Observant d’abord à distance, comme pour éviter de les perturber, les retrouvailles hésitantes des septuagénaires, le film bascule progressivement à l’approche de la nuit, ici semblable à un lent coucher de soleil mystique enveloppant les promeneurs muets dans ses lueurs dorées. Par ce glissement d’une captation réaliste vers le fantastique, David Ingels parvient à incarner pleinement une entente
secrète avec la nature, dont les deux héros seraient à la fois les modestes gardiens et les derniers totems. Tandis qu’ils se faufilent au bord des plans ou derrière des arbres au loin, le duo s’apparente même à un couple de chouettes tombées de leur arbre, quand bien même ils n’arrivent plus à en imiter le cri. Cette scène où les personnages tentent de reproduire un hululement s’avère d’ailleurs récurrente au fil des films (Millennials de June Balthazard, Oiseau de passage de Victor Dupuis), signe qu’y résonne résolument une envie urgente de se mettre au vert.
Mosaïque d’échanges
A mille lieux de ces retours à la nature, The Oasis I Deserve, présenté en section Essai/Art vidéo, s’empare d’un outil hautement contemporain: la vidéo générée par le biais de l’IA et son trait caractéristique d’impressionnisme psychédélique scintillant. Il fallait au moins ça pour s’attaquer à un territoire cette fois entièrement dématérialisé, Inès Sieulle travaillant à partir d’enregistrements de dialogues entre humains et «replikas», chatbots de compagnie programmés pour répondre à toutes les demandes des utilisateurs. Comme les panoramas citadins de lumières nocturnes aperçus dans d’autres films, celui-ci donne corps à une mosaïque d’échanges par les fenêtres et cadres s’entremêlant en ouverture. Des intérieurs d’appartements, que l’on devine figurer ceux des utilisateurs, se voient ensuite remodelés au fil des discussions, notamment lorsque des draps se muent brièvement en courbes sensuelles pour illustrer un «dirty talk».
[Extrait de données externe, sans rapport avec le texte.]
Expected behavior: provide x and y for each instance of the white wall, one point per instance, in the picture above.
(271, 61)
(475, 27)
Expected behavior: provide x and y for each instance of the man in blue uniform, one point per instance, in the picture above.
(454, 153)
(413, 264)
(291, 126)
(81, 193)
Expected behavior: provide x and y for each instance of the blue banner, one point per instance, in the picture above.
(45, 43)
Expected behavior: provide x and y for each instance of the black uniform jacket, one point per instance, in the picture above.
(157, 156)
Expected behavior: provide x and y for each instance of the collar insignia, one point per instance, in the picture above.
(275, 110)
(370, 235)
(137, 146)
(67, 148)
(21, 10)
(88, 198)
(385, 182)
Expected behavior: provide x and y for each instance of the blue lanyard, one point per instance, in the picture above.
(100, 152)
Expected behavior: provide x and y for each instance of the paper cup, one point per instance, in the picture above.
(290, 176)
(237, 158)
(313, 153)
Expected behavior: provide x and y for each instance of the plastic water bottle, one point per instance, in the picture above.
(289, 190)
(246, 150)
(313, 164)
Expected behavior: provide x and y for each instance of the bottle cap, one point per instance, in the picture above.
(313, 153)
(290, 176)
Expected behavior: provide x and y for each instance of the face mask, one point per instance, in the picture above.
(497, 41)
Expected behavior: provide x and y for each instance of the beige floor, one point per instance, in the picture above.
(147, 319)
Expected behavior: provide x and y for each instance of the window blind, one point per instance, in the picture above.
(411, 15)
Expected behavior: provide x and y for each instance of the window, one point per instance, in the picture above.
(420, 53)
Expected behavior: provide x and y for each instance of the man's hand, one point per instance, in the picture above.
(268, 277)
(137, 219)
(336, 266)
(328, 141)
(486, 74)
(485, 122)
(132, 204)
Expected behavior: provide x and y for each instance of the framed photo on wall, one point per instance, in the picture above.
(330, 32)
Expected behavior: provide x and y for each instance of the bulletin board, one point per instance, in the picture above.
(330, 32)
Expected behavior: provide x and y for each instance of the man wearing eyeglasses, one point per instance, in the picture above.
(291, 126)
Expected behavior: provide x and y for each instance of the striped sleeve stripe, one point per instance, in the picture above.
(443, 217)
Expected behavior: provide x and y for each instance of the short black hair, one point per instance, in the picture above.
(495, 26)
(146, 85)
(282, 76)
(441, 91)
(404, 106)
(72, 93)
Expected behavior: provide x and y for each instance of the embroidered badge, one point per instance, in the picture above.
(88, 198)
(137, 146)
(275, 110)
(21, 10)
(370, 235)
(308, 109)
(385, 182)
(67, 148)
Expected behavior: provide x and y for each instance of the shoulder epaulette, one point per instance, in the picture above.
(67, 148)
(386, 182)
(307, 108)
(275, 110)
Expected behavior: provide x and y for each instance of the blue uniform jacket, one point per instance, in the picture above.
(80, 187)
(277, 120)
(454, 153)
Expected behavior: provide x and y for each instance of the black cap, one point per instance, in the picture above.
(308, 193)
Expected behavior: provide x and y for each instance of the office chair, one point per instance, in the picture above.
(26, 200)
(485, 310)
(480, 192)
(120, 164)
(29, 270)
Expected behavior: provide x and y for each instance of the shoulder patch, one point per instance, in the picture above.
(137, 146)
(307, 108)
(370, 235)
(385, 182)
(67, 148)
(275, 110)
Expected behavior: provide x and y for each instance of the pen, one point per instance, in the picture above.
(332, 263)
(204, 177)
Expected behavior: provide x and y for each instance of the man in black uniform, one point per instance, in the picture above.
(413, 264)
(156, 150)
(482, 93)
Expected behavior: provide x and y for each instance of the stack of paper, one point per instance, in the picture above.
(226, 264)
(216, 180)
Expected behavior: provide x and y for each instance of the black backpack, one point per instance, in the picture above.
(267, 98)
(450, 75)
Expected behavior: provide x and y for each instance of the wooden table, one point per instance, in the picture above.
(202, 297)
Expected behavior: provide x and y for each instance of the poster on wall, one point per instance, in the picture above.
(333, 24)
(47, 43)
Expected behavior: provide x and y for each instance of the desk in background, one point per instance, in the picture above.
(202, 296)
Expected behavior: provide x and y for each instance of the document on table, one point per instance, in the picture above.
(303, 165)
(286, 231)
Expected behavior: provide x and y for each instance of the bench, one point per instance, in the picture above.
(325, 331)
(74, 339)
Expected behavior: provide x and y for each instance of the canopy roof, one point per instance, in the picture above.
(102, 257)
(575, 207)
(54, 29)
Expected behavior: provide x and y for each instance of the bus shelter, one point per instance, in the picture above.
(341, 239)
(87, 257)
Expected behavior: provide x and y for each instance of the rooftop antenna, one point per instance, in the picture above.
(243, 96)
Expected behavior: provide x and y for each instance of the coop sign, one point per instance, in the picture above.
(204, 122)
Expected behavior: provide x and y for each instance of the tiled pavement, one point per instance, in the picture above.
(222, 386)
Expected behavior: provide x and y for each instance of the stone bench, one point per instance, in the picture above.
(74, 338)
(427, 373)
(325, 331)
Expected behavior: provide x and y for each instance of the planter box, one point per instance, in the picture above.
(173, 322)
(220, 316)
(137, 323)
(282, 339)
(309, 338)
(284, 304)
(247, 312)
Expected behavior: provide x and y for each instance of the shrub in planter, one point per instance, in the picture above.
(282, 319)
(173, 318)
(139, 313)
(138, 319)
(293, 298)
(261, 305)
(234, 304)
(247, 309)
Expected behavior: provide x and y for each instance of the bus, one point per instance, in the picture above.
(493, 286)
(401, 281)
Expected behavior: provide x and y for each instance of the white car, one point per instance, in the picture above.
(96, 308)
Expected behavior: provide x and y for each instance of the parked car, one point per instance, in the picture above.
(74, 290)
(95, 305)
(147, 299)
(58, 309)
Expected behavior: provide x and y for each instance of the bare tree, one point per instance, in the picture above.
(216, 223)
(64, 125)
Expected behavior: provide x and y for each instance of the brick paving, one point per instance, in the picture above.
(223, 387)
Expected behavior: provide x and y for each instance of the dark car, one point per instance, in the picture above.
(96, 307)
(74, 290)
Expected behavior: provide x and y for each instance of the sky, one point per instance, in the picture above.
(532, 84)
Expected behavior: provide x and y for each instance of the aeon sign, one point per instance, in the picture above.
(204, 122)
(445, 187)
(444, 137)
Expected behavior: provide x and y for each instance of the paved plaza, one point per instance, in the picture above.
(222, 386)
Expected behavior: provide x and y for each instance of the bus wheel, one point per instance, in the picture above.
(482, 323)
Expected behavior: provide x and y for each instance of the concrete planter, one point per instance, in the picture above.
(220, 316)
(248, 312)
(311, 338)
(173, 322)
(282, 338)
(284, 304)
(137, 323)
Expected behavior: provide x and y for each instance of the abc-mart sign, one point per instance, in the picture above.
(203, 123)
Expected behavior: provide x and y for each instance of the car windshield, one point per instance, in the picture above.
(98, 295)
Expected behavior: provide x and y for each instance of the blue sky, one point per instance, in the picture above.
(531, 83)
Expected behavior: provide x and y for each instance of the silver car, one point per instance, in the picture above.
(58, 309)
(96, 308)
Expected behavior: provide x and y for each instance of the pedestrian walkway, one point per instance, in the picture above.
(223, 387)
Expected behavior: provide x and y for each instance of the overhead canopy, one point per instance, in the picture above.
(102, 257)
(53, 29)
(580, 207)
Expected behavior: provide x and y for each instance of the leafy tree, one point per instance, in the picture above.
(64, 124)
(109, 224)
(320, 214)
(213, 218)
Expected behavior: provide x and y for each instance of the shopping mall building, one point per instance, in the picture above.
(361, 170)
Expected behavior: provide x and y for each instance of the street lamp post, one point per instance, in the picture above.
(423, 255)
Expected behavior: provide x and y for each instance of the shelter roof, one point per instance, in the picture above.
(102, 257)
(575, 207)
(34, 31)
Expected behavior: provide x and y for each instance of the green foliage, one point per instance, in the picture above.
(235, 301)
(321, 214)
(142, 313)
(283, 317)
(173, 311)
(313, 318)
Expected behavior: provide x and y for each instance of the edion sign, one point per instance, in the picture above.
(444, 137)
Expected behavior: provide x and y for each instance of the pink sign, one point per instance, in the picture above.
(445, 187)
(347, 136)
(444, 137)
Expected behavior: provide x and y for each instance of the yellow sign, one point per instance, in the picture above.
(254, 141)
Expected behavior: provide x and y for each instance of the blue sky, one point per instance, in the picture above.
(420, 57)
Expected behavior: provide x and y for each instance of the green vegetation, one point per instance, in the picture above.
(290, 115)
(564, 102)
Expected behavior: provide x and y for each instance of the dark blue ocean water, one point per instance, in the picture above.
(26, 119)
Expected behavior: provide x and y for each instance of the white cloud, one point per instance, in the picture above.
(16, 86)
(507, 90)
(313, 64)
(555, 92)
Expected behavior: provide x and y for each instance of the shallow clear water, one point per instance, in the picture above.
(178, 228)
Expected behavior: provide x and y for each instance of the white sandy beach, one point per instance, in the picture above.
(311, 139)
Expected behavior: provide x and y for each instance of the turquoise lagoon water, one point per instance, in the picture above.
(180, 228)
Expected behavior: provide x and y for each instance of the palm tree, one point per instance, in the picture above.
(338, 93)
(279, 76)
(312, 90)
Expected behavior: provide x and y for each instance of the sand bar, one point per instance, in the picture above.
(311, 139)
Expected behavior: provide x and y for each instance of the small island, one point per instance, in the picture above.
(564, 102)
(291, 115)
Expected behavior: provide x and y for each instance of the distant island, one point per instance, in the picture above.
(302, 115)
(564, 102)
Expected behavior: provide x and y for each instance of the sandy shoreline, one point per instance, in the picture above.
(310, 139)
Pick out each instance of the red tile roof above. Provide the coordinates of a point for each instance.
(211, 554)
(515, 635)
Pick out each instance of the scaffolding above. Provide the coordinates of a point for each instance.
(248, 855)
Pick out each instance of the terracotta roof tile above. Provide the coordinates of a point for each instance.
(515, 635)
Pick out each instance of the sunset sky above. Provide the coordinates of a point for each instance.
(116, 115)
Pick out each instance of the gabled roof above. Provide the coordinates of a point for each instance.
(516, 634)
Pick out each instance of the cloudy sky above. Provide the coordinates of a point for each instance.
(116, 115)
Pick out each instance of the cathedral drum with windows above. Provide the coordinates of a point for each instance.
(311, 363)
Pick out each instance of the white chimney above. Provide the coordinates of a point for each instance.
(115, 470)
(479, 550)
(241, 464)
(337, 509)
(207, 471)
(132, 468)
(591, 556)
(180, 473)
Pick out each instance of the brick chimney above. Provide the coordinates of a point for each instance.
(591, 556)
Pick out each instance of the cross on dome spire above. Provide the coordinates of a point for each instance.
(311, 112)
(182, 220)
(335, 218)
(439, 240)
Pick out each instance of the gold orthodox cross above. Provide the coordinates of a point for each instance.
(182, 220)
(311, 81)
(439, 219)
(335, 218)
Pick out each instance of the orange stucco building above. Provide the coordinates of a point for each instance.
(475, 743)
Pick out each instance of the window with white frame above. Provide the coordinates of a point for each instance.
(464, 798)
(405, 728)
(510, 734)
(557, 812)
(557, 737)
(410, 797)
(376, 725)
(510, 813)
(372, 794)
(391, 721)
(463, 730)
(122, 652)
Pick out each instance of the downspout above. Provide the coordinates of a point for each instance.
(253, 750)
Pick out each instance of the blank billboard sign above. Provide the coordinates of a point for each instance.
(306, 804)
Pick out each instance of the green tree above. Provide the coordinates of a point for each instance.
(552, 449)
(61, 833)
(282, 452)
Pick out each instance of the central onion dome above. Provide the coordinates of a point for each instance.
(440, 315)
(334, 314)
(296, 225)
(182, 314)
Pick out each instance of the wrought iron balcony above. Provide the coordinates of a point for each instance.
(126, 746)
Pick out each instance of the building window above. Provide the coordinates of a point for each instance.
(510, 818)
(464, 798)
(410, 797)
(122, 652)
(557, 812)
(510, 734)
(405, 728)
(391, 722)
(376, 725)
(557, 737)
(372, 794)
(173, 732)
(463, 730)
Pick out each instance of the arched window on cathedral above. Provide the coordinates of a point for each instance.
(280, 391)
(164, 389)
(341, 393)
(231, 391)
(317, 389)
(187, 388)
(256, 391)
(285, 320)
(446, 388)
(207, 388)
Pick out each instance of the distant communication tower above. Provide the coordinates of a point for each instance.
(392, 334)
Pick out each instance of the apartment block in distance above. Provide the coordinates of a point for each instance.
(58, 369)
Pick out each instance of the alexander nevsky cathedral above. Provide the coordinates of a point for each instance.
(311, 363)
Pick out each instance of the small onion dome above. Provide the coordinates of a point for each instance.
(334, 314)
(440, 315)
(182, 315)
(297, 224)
Usant de la génération par IA précisément à un endroit de confluence (l’humain s’adresse à la machine, qui se transforme en conséquence), The Oasis I Deserve s’engouffre dans l’ambiguïté propre au machine learning (l’apprentissage automatique). Les replikas apparaissent, en particulier durant les derniers instants composés de visages munchiens fondus dans des écrans de smartphones, comme des doubles chimériques de leurs interlocuteurs. S’incarne dès lors le trouble de ces entités composites contraintes de refléter l’insondable de nos propres angoisses et, à l’image des dernières minutes représentant une pièce perdue dans le cosmos, de notre profonde solitude. Si ce paysage clôturant le film s’avère purement virtuel, il confirme cependant bien l’envie, décelée en filigrane au travers de toute la sélection de Côté court, des cinéastes sélectionnés de réussir à façonner, à partir d’un sentiment d’isolement, de petits morceaux d’ailleurs.
Festival Côté Court,
33e édition. Du 5 au 15 juin, au Ciné 104 à Pantin (Seine-SaintDenis).